Removing chimeric sequences

Hi there,

The updates with chimera slayer has got me thinking about what is the best way to deal with chimeric sequences- is it valid just to remove them completely from the analysis?

I can understand the removal of chimeric sequences if they were due to random effects and are present at low levels (eg 1% of the total sequences). Removal of chimeras will also give a better idea of the actual diversity.

However, it seems like the number of chimeric sequences can get quite high in amplicon pyrosequencing data (>10% of total sequences or even higher in some cases). In addition, according to the Chimera Slayer paper (Haas et al 2011), chimeras are more likely between 16S rRNA sequences from highly abundant organisms. Chimeras between certain pairs are also more likely, and are reproducible between independent amplifications. This suggests to me that chimera formation is not just a random process (noise), and removing chimeras may actually artificially lower the counts of the more abundant organisms.

It will be very interesting to have your thoughts on this, or let me know if I am completely on the wrong track with my thinking.

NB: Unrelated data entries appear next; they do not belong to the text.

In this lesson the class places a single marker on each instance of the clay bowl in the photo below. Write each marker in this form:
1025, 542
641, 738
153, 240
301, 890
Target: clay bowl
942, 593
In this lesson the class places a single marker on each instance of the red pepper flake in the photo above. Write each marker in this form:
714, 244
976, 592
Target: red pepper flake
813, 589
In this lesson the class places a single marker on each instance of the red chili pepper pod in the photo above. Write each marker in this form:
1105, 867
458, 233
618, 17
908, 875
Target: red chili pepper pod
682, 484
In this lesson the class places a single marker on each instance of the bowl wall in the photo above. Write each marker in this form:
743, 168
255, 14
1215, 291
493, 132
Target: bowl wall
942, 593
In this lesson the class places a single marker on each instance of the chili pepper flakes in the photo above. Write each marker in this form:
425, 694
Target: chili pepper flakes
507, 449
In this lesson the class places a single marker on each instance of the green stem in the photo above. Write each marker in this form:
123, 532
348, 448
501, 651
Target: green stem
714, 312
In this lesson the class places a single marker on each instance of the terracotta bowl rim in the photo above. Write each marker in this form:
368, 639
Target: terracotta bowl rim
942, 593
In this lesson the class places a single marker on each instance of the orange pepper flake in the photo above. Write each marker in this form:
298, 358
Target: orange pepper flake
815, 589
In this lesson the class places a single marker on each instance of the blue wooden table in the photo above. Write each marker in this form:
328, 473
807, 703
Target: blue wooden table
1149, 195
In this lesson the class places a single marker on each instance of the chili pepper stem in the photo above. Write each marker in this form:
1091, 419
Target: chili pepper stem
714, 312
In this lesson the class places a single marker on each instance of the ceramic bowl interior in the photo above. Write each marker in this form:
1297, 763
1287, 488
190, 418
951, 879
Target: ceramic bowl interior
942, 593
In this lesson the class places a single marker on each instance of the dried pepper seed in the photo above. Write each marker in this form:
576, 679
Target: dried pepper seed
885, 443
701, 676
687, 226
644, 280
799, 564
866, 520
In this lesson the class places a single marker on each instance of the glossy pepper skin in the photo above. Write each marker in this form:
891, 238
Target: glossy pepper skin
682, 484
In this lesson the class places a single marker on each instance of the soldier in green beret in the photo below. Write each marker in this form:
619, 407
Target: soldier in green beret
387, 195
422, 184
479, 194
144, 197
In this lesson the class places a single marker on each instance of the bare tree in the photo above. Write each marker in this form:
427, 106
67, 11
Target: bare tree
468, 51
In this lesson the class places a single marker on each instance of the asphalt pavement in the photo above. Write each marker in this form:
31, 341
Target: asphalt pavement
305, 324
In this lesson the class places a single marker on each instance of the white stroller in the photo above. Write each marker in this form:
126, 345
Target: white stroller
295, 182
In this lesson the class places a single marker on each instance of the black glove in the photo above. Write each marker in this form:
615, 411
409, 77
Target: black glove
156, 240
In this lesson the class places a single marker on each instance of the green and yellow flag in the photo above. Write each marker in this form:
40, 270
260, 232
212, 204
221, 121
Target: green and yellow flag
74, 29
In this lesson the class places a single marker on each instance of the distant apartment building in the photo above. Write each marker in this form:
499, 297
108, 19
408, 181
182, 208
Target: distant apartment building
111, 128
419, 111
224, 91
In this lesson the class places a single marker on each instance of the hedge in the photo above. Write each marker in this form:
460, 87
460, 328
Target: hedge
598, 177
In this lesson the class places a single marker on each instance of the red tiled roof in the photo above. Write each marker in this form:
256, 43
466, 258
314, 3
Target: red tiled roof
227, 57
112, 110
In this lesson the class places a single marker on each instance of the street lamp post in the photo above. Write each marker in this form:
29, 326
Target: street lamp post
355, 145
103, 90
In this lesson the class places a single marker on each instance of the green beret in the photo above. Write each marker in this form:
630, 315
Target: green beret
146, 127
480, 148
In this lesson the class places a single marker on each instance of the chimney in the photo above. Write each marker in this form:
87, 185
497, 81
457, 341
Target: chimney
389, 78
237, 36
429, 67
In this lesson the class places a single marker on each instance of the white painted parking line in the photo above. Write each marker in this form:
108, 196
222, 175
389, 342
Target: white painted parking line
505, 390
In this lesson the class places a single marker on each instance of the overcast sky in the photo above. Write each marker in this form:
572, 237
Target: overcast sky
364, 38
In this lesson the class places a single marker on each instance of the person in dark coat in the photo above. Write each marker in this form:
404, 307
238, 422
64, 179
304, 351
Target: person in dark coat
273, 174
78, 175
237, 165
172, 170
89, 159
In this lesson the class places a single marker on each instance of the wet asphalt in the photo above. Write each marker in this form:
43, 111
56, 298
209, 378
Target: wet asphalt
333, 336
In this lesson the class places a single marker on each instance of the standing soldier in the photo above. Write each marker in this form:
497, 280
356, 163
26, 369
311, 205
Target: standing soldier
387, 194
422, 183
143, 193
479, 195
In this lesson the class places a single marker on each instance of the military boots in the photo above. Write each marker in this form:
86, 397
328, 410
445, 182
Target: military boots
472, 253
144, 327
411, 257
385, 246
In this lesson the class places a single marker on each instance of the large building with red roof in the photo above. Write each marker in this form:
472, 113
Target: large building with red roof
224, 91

I also noticed that there is a trim option in mothur for its chimera.slayer function, to give chimeric sequences that have been trimmed to leave its longest piece (albeit set to false by default). Is it a valid approach to include these trim sequences in subsequent analysis? Any ideas on the best approach to deal with chimeric sequences if they are present at a significant level in your data (>10%)?


Hi Kelvin,

All good questions. Using mock communities and synthetic chimeras, the false positive rates are quite low. And are more likely to artificially increase the number of OTUs/phylotypes. The next iteration of the Costello analysis will move the chimera checking to after the pre-clustering step. There we would suggest supplying the name file as well as setting reference=self. This will allow you to check for chimeras by stepping from most to least abundant using the more abundant sequences as potential parents to the chimera.